Une mère et son bébé âgé de 3 mois se sont présentés au Centre international d'allaitement maternel de Toronto en raison de l’apparition tardive d'une douleur aux mamelons. J’ai remarqué que le bébé présentait un frein de langue qui n’avait pas été diagnostiqué, ce qui était l'une des raisons pour lesquelles le bébé ne prenait pas bien le sein. L’apparition tardive de douleurs aux mamelons est habituellement due à une diminution récente de la lactation.
Il y avait plusieurs raisons expliquant pourquoi cette mère aurait pu avoir une diminution de sa production lactée.
La mère avait été diagnostiquée immédiatement après la naissance comme ayant une “hypoplasie mammaire” en se fondant uniquement sur l’apparence de ses seins (voir photo 1). Sur la base de ce diagnostic, le bébé a reçu dès sa toute première tétée un complément de lait artificiel donné à l’aide d’un dispositif d’aide à la lactation au sein (DAL).
Photo 1 :
Cette mère a été diagnostiquée comme ayant une hypoplasie
simplement sur la base de l’apparence de ses seins.

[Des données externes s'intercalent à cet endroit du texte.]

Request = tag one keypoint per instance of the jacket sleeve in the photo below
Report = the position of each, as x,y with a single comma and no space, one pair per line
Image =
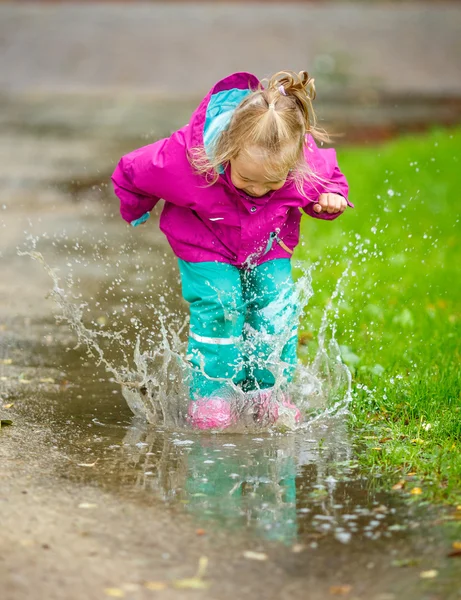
148,174
326,178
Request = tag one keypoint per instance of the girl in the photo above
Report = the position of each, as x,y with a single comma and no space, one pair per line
234,181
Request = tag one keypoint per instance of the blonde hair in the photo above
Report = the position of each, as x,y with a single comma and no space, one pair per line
275,119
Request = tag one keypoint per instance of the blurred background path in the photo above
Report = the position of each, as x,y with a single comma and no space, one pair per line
96,80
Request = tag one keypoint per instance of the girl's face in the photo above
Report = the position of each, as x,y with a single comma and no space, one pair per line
249,174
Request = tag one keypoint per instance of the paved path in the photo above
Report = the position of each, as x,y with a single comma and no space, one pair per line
169,48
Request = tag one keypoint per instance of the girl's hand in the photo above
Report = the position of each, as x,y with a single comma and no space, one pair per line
330,203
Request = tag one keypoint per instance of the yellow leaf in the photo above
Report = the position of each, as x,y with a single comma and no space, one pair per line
114,592
255,555
399,485
194,583
429,574
156,586
340,590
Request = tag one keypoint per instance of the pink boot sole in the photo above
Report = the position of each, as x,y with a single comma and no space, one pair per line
210,413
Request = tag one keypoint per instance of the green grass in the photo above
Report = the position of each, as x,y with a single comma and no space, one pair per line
399,320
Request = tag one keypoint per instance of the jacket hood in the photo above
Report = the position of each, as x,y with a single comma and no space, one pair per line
215,111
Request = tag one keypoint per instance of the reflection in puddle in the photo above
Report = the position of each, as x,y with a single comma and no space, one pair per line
299,487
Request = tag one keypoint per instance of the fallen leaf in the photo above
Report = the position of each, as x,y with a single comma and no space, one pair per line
114,592
255,555
195,583
340,590
156,586
406,562
431,574
131,587
87,464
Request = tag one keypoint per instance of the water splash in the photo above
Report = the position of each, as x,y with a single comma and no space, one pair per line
153,373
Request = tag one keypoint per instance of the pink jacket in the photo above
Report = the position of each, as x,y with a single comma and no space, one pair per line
219,222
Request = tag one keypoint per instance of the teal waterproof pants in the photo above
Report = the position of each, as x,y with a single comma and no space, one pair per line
243,326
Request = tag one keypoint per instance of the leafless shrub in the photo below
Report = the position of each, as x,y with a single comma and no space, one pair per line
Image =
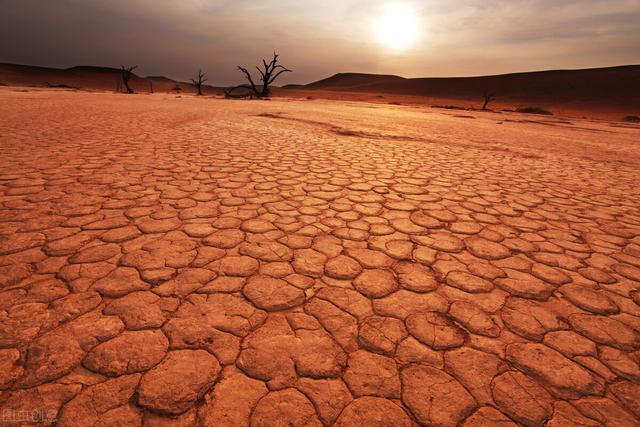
268,74
199,82
487,98
126,76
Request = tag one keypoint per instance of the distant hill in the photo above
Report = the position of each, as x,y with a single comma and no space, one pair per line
611,89
88,77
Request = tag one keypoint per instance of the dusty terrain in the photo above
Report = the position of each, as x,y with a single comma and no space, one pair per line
181,261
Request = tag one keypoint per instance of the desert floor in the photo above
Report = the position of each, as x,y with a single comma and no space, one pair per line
173,261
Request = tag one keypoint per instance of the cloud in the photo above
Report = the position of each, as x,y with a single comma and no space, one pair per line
320,38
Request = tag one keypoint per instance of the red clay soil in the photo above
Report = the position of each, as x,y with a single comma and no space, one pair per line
199,261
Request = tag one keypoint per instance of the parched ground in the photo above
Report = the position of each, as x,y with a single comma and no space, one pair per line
181,261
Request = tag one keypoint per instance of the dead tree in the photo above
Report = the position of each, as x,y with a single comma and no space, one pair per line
488,97
126,76
268,74
198,83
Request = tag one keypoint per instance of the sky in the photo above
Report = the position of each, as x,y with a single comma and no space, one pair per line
317,39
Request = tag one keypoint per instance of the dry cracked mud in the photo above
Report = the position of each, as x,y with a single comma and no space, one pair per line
183,261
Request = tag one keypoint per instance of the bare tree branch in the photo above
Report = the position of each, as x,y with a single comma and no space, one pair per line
268,74
199,82
487,97
126,76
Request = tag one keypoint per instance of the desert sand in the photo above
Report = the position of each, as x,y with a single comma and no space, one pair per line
189,260
611,93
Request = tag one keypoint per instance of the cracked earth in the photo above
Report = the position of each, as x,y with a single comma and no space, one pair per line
189,261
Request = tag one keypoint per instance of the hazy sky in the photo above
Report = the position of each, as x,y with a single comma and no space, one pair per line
322,37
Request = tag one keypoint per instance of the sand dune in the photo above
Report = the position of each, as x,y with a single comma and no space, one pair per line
602,93
88,78
610,93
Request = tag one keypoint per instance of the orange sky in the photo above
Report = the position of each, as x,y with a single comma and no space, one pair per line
320,38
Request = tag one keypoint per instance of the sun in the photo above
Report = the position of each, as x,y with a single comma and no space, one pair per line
397,28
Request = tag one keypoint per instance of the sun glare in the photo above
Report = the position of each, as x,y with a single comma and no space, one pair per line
397,28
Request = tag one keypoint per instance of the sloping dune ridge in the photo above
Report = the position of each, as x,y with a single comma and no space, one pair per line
602,93
610,93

Malgré ce diagnostic erroné, elle a allaité exclusivement son bébé à partir de 6 semaines.
Le diagnostic d’une hypoplasie mammaire ne devrait pas être fait uniquement sur l’apparence des seins.
Photo 2 :
Cette mère, différente de celle de la photo 1,
a été diagnostiquée comme ayant une hypoplasie mammaire,
en partie à cause de la forme et de la taille de ses seins.
En dépit de ce diagnostic, elle a pu, avec de l’aide, allaiter exclusivement.

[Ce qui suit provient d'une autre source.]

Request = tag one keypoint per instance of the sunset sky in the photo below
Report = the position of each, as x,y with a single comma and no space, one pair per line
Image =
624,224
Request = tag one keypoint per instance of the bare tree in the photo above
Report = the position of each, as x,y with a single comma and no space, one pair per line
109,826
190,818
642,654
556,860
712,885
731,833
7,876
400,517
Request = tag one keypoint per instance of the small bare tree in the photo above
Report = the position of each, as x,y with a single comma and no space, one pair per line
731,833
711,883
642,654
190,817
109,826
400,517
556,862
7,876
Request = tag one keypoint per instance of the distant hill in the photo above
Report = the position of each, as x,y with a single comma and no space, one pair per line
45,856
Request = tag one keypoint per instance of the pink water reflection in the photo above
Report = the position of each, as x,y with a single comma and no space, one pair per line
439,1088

Le bébé a été nourri au biberon pendant ses six premières semaines de vie. L’utilisation de bouts de seins a débuté lorsque le bébé avait 2 semaines et a duré 20 jours.

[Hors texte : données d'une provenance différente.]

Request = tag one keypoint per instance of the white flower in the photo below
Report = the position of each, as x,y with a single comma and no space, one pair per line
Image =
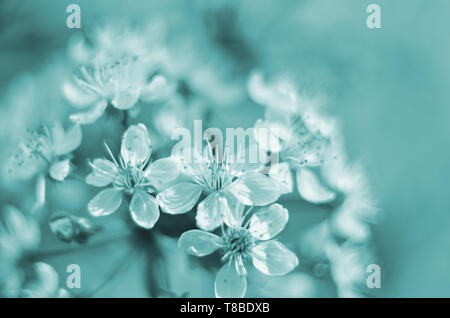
132,175
48,149
220,180
119,82
241,242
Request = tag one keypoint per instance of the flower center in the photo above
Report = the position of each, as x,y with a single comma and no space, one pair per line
239,242
129,178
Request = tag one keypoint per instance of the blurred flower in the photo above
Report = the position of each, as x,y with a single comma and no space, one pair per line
20,276
241,242
131,175
120,83
293,130
349,262
48,150
70,228
219,178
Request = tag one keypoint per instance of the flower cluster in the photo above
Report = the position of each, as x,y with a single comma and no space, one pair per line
127,100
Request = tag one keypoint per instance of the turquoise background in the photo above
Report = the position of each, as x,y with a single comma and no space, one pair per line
389,87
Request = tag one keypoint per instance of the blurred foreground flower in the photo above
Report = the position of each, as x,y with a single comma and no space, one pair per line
20,275
48,151
70,228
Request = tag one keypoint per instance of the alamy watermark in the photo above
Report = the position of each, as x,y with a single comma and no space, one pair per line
238,145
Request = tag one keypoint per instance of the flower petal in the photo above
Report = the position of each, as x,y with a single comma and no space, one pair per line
103,173
268,221
273,258
105,202
60,169
135,148
199,243
254,188
281,173
236,212
126,98
229,283
311,189
162,171
91,115
64,143
211,211
144,209
179,198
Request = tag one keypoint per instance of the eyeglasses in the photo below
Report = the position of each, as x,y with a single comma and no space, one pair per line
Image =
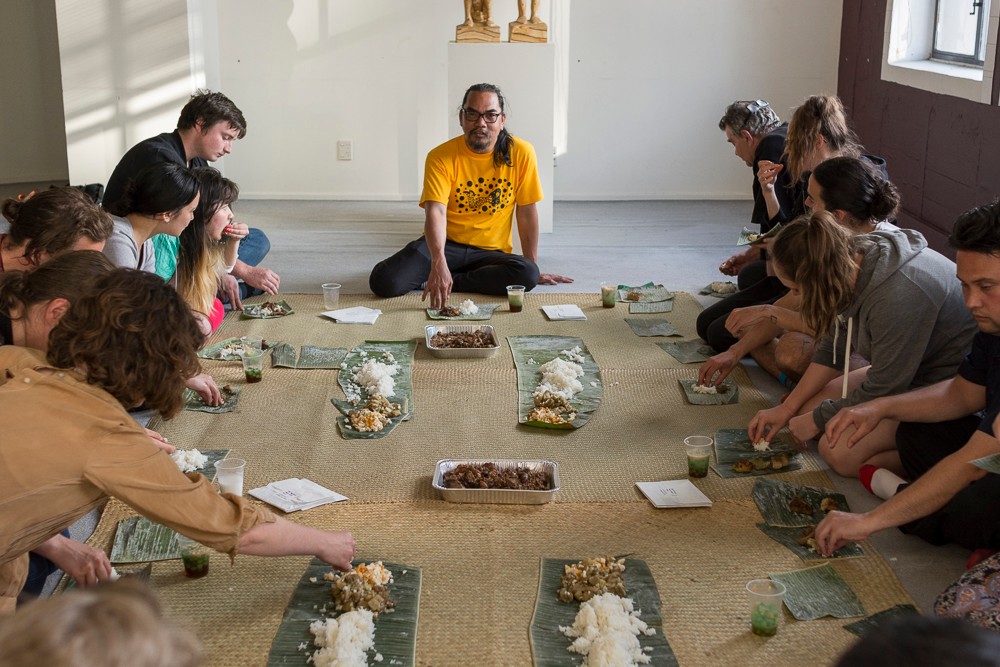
473,116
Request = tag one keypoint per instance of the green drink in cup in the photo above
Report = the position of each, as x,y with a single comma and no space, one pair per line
515,297
766,597
699,453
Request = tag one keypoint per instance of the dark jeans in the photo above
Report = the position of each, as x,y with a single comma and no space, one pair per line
472,270
711,323
253,249
39,570
972,517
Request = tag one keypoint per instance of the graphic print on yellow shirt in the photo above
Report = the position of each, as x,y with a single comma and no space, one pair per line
480,197
484,195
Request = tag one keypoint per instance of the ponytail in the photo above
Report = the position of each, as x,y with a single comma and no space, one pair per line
817,254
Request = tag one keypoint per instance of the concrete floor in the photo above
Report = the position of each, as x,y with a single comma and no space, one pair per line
677,243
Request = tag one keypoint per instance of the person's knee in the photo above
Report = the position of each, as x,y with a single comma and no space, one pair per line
528,275
384,283
840,459
792,354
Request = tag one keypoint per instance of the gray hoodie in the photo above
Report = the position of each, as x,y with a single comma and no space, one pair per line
909,320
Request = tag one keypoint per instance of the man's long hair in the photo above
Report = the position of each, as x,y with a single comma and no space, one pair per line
501,150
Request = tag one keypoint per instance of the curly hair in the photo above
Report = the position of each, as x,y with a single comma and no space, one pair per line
68,276
200,258
53,221
978,230
819,116
112,625
211,108
852,185
135,338
817,254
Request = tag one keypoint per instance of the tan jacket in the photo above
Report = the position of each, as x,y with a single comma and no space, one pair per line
66,446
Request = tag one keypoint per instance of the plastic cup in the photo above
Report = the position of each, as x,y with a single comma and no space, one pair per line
331,295
195,557
253,364
252,343
766,597
609,295
229,475
515,297
699,451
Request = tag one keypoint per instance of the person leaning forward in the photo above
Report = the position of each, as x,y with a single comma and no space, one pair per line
474,187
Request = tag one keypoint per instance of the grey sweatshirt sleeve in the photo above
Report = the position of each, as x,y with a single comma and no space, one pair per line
900,324
121,249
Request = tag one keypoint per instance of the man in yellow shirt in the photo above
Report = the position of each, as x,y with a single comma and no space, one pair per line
474,187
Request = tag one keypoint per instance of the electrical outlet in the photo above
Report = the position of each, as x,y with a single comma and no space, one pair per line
345,149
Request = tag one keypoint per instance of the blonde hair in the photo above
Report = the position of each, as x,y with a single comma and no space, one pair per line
111,625
200,259
819,116
817,254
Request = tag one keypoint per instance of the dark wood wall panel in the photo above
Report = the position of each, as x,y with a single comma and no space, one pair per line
943,152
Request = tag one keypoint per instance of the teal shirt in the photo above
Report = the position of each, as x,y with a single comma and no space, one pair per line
167,248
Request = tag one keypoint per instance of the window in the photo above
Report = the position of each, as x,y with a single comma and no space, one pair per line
960,34
943,46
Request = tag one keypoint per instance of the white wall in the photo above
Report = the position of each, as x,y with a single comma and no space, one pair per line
32,143
639,92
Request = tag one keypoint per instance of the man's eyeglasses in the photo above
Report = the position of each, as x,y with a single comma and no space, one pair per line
473,116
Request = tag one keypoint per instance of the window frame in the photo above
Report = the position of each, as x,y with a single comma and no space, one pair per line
961,58
906,51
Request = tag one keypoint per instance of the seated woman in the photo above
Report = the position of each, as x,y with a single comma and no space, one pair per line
48,223
209,245
31,302
69,443
860,200
818,131
160,200
887,296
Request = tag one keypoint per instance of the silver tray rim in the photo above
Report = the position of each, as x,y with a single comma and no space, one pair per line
497,496
461,352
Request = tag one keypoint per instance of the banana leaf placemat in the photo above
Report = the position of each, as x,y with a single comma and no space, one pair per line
548,643
395,629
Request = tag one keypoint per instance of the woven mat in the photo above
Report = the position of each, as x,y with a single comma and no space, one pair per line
481,562
636,435
480,567
609,338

Lorsque nous avons vu le bébé alors âgé de 3 mois, la mère avait réussi toute seule à arrêter l’utilisation des biberons (à l'exception d'un ou deux petits biberons de lait exprimé par semaine) et des bouts de sein. Donc, lorsqu’elle et son bébé se sont présentés à notre consultation, ce dernier était exclusivement allaité, et ce, depuis 6 semaines. Il prenait correctement du poids et buvait bien au sein en dépit du “diagnostic” initial d’hypoplasie mammaire.
Nous avons libéré le frein de langue, qui n’était qu’une des causes de l’apparition tardive de douleurs aux mamelons chez la mère.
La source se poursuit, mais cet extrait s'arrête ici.